Que un ex Secretario del Trabajo, operador de un presidente de la República y actual Senador se suba al ring con un personaje de la talla minúscula de Micalco solo nos habla de la desesperación, de la angustia que priva en las filas de los calderonistas por sacar adelante la fallida aspiración de Cordero.

 

 

El legislador Cordero ha anunciado que solicitará licencia al Senado de la República para postularse como formal aspirante a presidir el PAN.

 

 

Está quemando sus raquíticas naves para ir a una aventura que simplemente no va a progresar.

 

 

En el fondo estamos presenciando el episodio final de la purga panista que trata de sacudirse el lastre, la rémora que representa el calderonismo.

 

 

Hace unas semanas estuvo en México Felipe Calderón, se reunión en un restaurante con Ernesto Cordero y al otro día puso en marcha los trabajos de su “Fundación”.

 

 

¿Cuál fue el peso específico de la visita proselitista de Calderón?

 

 

Ninguna.
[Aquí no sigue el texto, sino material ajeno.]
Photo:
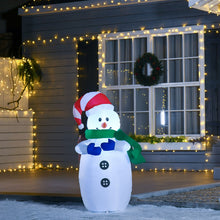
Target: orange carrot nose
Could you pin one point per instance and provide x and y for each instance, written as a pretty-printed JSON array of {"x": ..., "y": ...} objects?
[{"x": 104, "y": 125}]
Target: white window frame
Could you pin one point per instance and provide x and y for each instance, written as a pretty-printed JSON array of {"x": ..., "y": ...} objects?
[{"x": 150, "y": 34}]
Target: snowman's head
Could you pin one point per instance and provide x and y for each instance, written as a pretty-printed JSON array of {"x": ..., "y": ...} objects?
[
  {"x": 106, "y": 119},
  {"x": 99, "y": 110}
]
Es como si no hubiera estado en México.

 

 

Los calderonistas, léase Ernesto Cordero, Javier Lozano Alarcón, Mariana Gómez del Campo, Roberto Gil Zuarth, la inefable María Luisa “Cocoa” Calderón e incluso la misma Cecilia Romero no se han dado cuenta que están convertidos en una auténtica y real burbuja.

 

 

Están separados y aislados del resto del panismo nacional.

 

 

El calderonismo tuvo la presidencia de la república pero nunca pudo echar raíces en la base azul. Se condujeron desde una torre de papel en la que desdeñaron todo y a todos, marginaron a los liderazgos y a los grupos de poder partidista regional.

 

 

Luego de dos periodos presidenciales llevaron a su partido a convertirse en la tercera fuerza política nacional.

 

 

Una verdadera hecatombe panista.

 

 

La base albiazul ya nada quiere saber de los calderonistas. A nadie representan más que a sus agotadas, desgastadas figuras personales. Nadie va a seguirlos en otra escalada fatal.

 

 

El Senador de la República Javier Lozano Alarcón debería conservar su investidura y no lanzarse a cruzadas que solo lo “achaparran”. El show que está protagonizando con Rafael Micalco es denigrante.

 

 

Quien está dando una lección de dignidad es Josefina Vázquez Mota. Aun no se ha hecho público, pero es evidente que la malograda candidata presidencial padece algún tipo de delicada enfermedad. Durante su reciente visita a Puebla, para asistir al tercer informe de Eduardo Rivera Pérez, la señora Vázquez Mota mostró inocultables síntomas de algún tipo de padecimiento físico.

 

 

Es evidente que la vida se le está escapando.

 

 

Ya durante la campaña había rumores de su deteriorado estado de salud y cómo en un par de ocasiones los mareos le causaron desvanecimientos.

 

 

En aquella campaña presidencial Josefina fue el símbolo de un panismo menguado, opacado, abatido por sus propios excesos.

 

 

Hoy nuevamente Vázquez Mota se muestra como una figura emblemática al renunciar a un proyecto que no tiene futuro.

 

 

Josefina como el panismo está agonizando.